The Glasgow Times may reveal that plans to replace Glasgow’s Skyline with a tower block of hundreds of “extremely affordable” homes will be rejected.
Members of the Blythswood and Broomielaw community. Council They are preparing to object to the bid, which will occupy the former HMRC building, Porcullis House, on India Street.
Developers Watkin-Jones Group has submitted applications to Glasgow City Council for the demolition of the existing building to pave the way for 685 new Build to Rent (BTR) and co-residential housing.
But, residents say the bid will not be based on architectural or cultural influence based on its size.
Alex Cheung, chairman of the community council, said: “This development will be the tallest building in the city center and we believe it is not in line with the surrounding city scenario.
This is especially evident when the proposed building sits behind a tiehouse as you approach the cheering cross from the westbound M8 slip road and stick like a wound thumb at the proposed height of 100 meters.
“The building itself will not be a building of architectural or cultural influence and we do not see the appeal of a building designed for new graduates.”
Earlier this month, we explained how the Watkin-Jones Group consulted extensively with local representatives and community groups before submitting their application.
“The supply of such high-quality housing, which is sorely needed, will offset the growing demand,” he said.
“It will work to retain the city’s talented youth as well as to recreate the city center, which is a key aspiration of the city council.
Glasgow City Council’s City Center Living Strategy aims to double the city center’s population to 40,000 over the next 15 years, and increasing its city center density is essential to its long-term success and sustainability.

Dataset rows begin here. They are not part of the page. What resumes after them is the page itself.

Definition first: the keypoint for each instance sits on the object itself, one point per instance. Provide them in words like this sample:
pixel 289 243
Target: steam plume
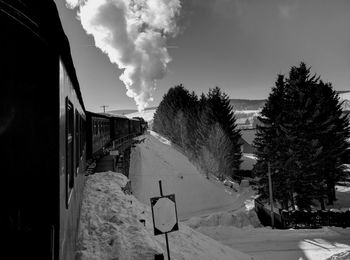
pixel 133 35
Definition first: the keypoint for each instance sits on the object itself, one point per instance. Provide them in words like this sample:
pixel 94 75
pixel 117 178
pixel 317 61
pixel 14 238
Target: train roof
pixel 41 18
pixel 115 115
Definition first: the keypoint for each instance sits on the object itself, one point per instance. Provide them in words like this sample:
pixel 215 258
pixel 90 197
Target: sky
pixel 238 45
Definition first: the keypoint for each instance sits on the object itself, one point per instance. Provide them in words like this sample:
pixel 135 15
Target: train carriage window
pixel 77 140
pixel 69 150
pixel 82 136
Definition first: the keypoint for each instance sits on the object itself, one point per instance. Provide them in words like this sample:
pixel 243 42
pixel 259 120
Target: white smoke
pixel 133 35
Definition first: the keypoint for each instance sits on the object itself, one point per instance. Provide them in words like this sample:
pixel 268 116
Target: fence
pixel 303 218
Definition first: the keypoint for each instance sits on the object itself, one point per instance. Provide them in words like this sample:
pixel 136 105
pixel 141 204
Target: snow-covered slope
pixel 156 159
pixel 110 228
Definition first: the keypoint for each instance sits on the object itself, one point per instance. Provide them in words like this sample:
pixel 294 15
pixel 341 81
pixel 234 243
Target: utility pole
pixel 271 197
pixel 104 108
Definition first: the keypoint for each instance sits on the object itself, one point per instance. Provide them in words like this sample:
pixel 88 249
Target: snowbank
pixel 156 159
pixel 237 219
pixel 110 228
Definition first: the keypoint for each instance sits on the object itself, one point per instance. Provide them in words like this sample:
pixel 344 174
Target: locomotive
pixel 46 134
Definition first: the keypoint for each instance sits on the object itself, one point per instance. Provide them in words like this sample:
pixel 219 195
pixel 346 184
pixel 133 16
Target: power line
pixel 104 108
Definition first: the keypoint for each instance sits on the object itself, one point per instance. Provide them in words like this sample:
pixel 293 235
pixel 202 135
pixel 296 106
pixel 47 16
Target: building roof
pixel 248 135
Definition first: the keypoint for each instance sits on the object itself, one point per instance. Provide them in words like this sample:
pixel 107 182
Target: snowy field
pixel 155 159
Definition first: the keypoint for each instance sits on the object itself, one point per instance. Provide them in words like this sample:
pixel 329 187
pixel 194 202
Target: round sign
pixel 164 214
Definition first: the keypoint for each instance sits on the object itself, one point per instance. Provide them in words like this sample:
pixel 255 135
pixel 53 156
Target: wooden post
pixel 271 196
pixel 166 234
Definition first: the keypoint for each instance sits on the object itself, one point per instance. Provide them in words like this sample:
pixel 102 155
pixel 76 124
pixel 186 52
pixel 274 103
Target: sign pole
pixel 166 234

Such schemes do just that.
“The site has excellent transport links and local businesses will clearly benefit from these suggestions.”
While locals welcomed suggestions to recreate the area, community group members were concerned about the height of the complex and suggested the developers reduce the size.
Mr Cheung added: “The Blythewood and Bromelau Community Council welcomes any proposal that could help recreate the west bank of the city center. However, we are concerned that this development could affect the city’s skyline. Will not fit and will draw the wrong attention due to its size.
“If the height of the building is in line with the surrounding area, we will strongly support this proposal.”
If the application is approved, the 279-unit building will be seen by residents sharing living space in a co-living environment.
People living in the building will be offered long-term security and will have access to extensive on-site facilities, such as a gym and workspace.
Members of the public will also be able to access the upper floor of the development once through the booking system.